Sunday, February 27, 2011

I always knew relationships were important, but this week I learned just exactly how important they are. Through different events in my classroom this week, I had opportunities to talk to my kids more individually, and realized they just want to talk to someone who cares and actually have that person listen to them. I didn’t realize how many of my kids just don’t have anyone who listens to them! I grew up in a house where my mom wanted to talk to me after school, and I was the one trying to push her away so I could watch “Full House” or “Step by Step”!! (haha, sorry mom!!thanks for always wanting to talk to me) So I just think I assumed that my kids did too!

One situation this week especially got to me. I was going to cancel campaigners this week because only one girl could go, but when I told her I was maybe going to cancel it, she freaked out (like really, freaked out) and said (more like shouted) “I count on having this time, its not my fault all of the other girls can’t go, I just want to have this time to talk to you! My mom is at work and I don’t want to call her, so can we please just still have it?” I was seriously shocked. I couldn’t believe how much she wanted to have campaigners, when honestly most of the time I am wondering if this girl even likes me! (She is not exactly nice to me very often!!) So, we still had it. We ended up going for a walk and getting ice cream and just having a really good conversation. As soon as the bell rang, she was at my desk ready to go and just started talking. My heart broke for her as she explained how she was hurting at home without her mom ever there, feels like she has no one at school, and said she hopes her dad moves to the states so she doesn’t have to see him again! This girl just needs LOVE and somebody to LISTEN to her!

Still thinking about this, I ran across this blog post and it had some serious info I needed to be reminded of on relationships.

1. Love the person. Seriously. Don’t just say it! Do it. Love the person no matter what their label is. You might need help with that. So ask Jesus to increase your love for people. Love is the most important aspect.
2. Care about the person’s story. A person is not a frog to dissect as you did in 8th grade biology. A person is soul that is to be handled with care. Only ask questions you care about! Only ask questions if you care! (This is a hard one, I feel like as a teacher I am always being pulled in 20 different directions!)
3. Know their name. A person’s name is the first break into the unknown. So learn it and do your best to remember.
4. Think about a good novel. Every good story is full of what? People, places, things, a thesis, a storyline, a protagonist, an antagonist and more. Questions are a way to get to story. Take a minute, yes, right now, to write down five questions that would lead to knowing a story.
5. Ask questions without question marks. Tell me about growing up. Describe a typical day for you. Tell me about one of your passions. I’d love to hear more about that. I’m very interested in this, tell me more. Each of these questions lead to answers that tell SO much about a person, and can help you learn to love them more!
6. Pay attention when in conversation. Remember things. This may seem mundane, but if you remember and connect dots when listening a person is more likely to share and to trust. Listening is one way of showing you love, care and are interested in the person.
7. Know how you best listen. If you want to get to know someone and you know you’re easily distracted, if possible move to a location where you can best give the person in front of you your greatest attention. If you get distracted by comings and goings, put your back to the door and face the wall. If you are at a party and there are lots of interruptions, sit at table, by each other in the living room or even suggest, “i’d love to get to know more of your story, would you want to get coffee and then set a plan at that moment!”
8. Think about questions you’d like to be asked. What are the things you wish people knew about you, but never ask to find out? Take a minute. What are they? Form questions that you could ask yourself to get to these things. Then when in conversation with someone else ask questions that get to that stuff.
9. Don’t have an agenda outside getting to know the person.
10. Be willing to be known too. People are most of all human. That is the most common thing we share. It is intrinsic to us. It is who we were created to be. And the human experience is full of life and story.
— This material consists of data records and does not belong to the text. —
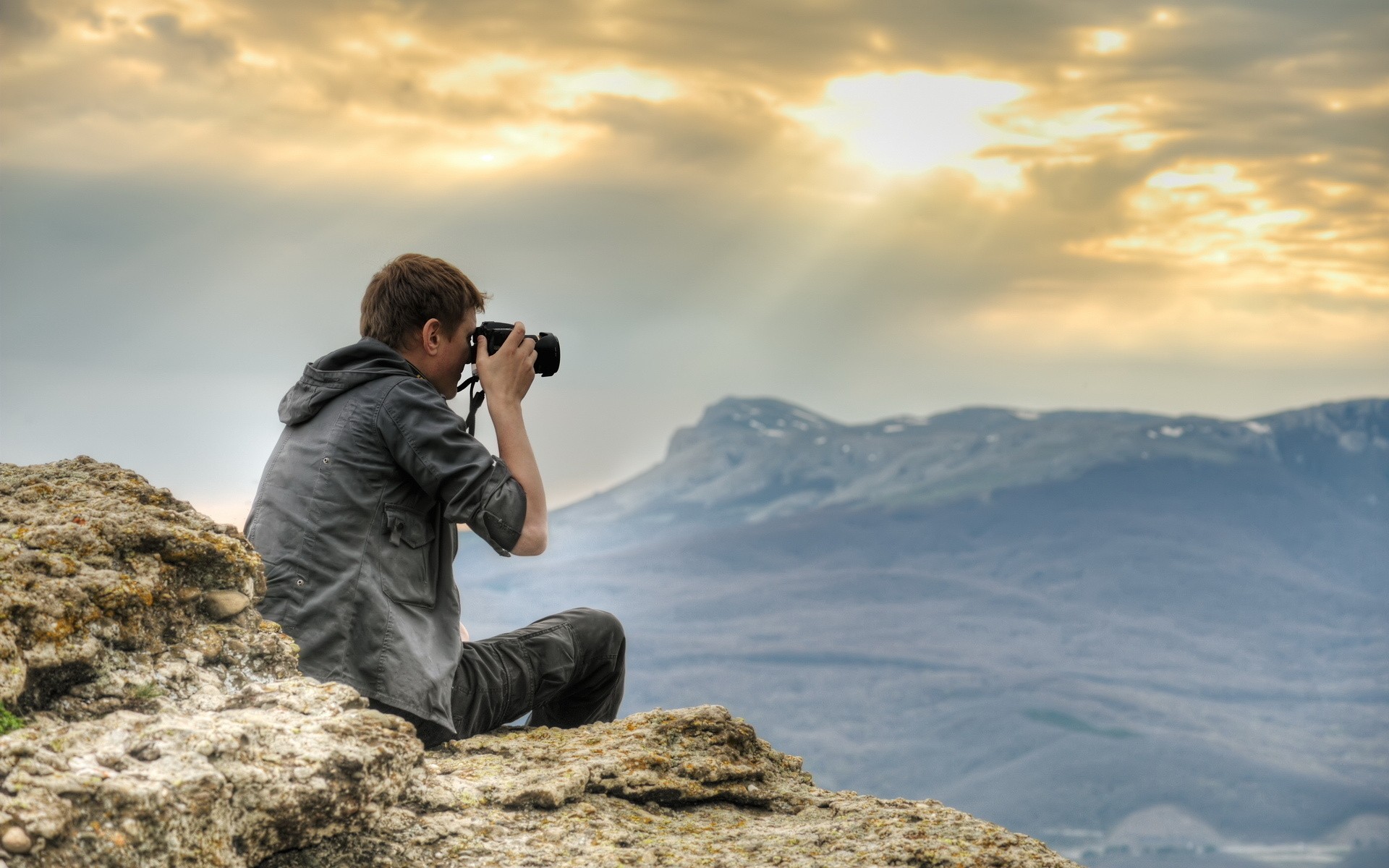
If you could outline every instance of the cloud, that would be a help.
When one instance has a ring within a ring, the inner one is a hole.
[[[663,396],[583,440],[608,457],[572,490],[728,392],[853,418],[1389,387],[1368,0],[51,0],[0,28],[11,367],[63,319],[86,369],[278,393],[410,249],[574,335],[588,404]]]

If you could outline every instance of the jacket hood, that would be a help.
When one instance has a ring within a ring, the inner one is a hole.
[[[382,376],[400,375],[417,376],[418,372],[400,353],[375,337],[363,337],[304,365],[299,382],[279,401],[279,421],[286,425],[306,422],[343,392]]]

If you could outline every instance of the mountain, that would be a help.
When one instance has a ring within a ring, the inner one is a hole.
[[[539,560],[460,550],[474,635],[608,608],[625,708],[717,701],[833,786],[1092,864],[1156,808],[1217,849],[1389,814],[1389,401],[842,425],[728,399],[553,524]]]
[[[301,676],[264,593],[235,526],[131,471],[0,462],[0,868],[1076,868],[820,789],[717,706],[426,751]]]

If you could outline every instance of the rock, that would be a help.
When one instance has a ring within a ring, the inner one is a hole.
[[[226,621],[239,615],[251,604],[251,599],[239,590],[210,590],[203,594],[203,611],[213,621]]]
[[[263,593],[235,528],[129,471],[0,464],[17,868],[1072,865],[935,801],[821,790],[718,706],[426,753],[353,689],[300,676]]]
[[[4,847],[8,853],[28,853],[33,842],[29,840],[29,833],[19,826],[10,826],[0,836],[0,847]]]

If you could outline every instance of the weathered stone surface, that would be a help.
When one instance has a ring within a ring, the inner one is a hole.
[[[0,701],[26,718],[0,736],[0,865],[1071,865],[817,789],[717,706],[426,753],[299,676],[263,593],[235,528],[135,474],[0,465]]]
[[[213,621],[226,621],[239,615],[251,604],[251,599],[239,590],[210,590],[203,594],[203,612]]]

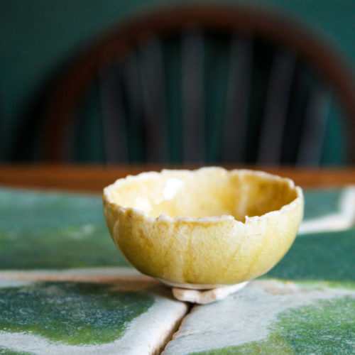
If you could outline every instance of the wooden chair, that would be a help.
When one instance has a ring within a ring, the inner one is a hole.
[[[108,163],[318,165],[333,94],[354,132],[346,66],[308,33],[256,11],[171,7],[102,36],[49,102],[48,161],[66,160],[94,82]]]

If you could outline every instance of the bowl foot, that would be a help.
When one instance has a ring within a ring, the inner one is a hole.
[[[241,290],[248,281],[228,286],[221,286],[211,290],[189,290],[173,288],[173,295],[180,301],[191,302],[199,305],[206,305],[226,298],[229,295]]]

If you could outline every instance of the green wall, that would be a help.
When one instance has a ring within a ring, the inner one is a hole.
[[[127,16],[176,0],[2,0],[0,1],[0,161],[9,161],[16,137],[61,65],[108,27]],[[201,1],[198,1],[201,2]],[[305,23],[355,69],[354,0],[235,0]],[[355,70],[354,70],[355,71]],[[37,101],[36,101],[37,99]],[[337,108],[334,117],[338,117]],[[346,162],[342,122],[329,122],[325,163]],[[22,131],[26,136],[26,129]],[[21,147],[17,146],[17,151]],[[328,151],[328,153],[327,153]],[[326,154],[326,155],[327,155]],[[329,156],[328,156],[329,155]]]

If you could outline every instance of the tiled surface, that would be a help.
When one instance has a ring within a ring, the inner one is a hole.
[[[141,276],[110,283],[12,276],[0,280],[0,354],[153,354],[187,310]]]
[[[163,352],[355,351],[355,288],[254,281],[223,302],[195,306]]]
[[[165,354],[355,353],[353,196],[307,192],[286,256],[195,306]],[[188,312],[119,253],[99,196],[0,189],[0,354],[153,354]]]

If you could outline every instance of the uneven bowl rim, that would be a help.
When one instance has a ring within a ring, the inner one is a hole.
[[[261,214],[260,216],[253,216],[251,217],[249,217],[248,216],[246,216],[246,220],[245,222],[241,222],[241,221],[238,221],[237,219],[235,219],[235,217],[232,215],[230,214],[224,214],[222,216],[213,216],[213,217],[201,217],[198,218],[192,218],[192,217],[185,217],[185,216],[177,216],[175,217],[172,217],[168,214],[162,214],[160,216],[158,216],[157,217],[153,217],[148,214],[148,213],[145,212],[144,211],[141,209],[138,209],[136,208],[133,207],[124,207],[121,204],[119,204],[116,202],[114,202],[112,199],[111,198],[111,196],[109,195],[109,191],[111,189],[116,188],[117,187],[119,187],[119,185],[122,185],[123,183],[126,182],[127,181],[130,180],[139,180],[142,178],[144,178],[145,176],[147,175],[153,175],[153,176],[158,176],[160,175],[164,175],[168,173],[174,173],[174,172],[179,172],[179,173],[193,173],[194,172],[197,171],[201,171],[204,170],[222,170],[224,172],[226,173],[231,173],[234,172],[237,172],[238,173],[249,173],[251,175],[258,175],[261,177],[263,178],[272,178],[273,180],[282,180],[287,182],[288,183],[288,186],[290,189],[295,189],[297,192],[297,197],[291,201],[290,203],[283,205],[280,209],[277,209],[275,211],[271,211],[269,212],[266,212],[263,214]],[[200,168],[197,169],[193,169],[193,170],[188,170],[188,169],[163,169],[160,170],[160,172],[157,172],[157,171],[148,171],[148,172],[143,172],[141,173],[138,175],[129,175],[126,178],[121,178],[119,179],[117,179],[113,184],[110,184],[109,185],[106,186],[106,187],[104,188],[103,190],[103,194],[102,194],[102,198],[104,201],[106,201],[109,206],[111,208],[114,208],[114,209],[119,210],[124,213],[126,213],[127,211],[131,211],[133,212],[134,214],[141,216],[145,219],[147,219],[150,222],[198,222],[198,223],[218,223],[218,222],[225,222],[225,221],[234,221],[235,223],[237,224],[248,224],[249,223],[252,223],[253,221],[256,221],[261,219],[264,219],[264,218],[268,218],[268,217],[271,217],[273,214],[278,214],[278,213],[285,213],[288,211],[292,210],[300,204],[302,203],[304,200],[304,197],[303,197],[303,192],[299,186],[296,186],[295,185],[295,182],[293,180],[288,178],[282,178],[279,175],[274,175],[274,174],[271,174],[269,173],[266,173],[264,171],[261,170],[254,170],[251,169],[232,169],[232,170],[227,170],[222,167],[218,167],[218,166],[209,166],[209,167],[203,167],[203,168]]]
It takes time, but every human has a story worth knowing.

“Get to know the person, not the label of kid, teacher, student, boss, mom, etc!”

“Most of the time we treat people as though they are statues. We see their form, label them and then ask questions from there.”

“It takes work to get to the middle. It takes a desire to know what is on the inside. It takes an attitude that speaks to the value of what lives underneath, that what is inside has just as much, if not more value than the appearance.”

“In many ways we must unlearn our “get to know you” strategies. Instead of asking questions such as, what do you do? where do you work? where did you go to college? what did you study? how long have you been a mom? how long have you two been dating? and so on. Begin with questions that get to the good stuff. (the other stuff is easy to learn) Ask questions that get to know a human, not a thing or occupation. Ask questions like: Where do you live? What is your favorite thing about your neighborhood? What do you love about life right now? What do you enjoy about your job? What are you passionate about?”

Ask questions, CARE, and most of all, love. That is how we will bring the kingdom!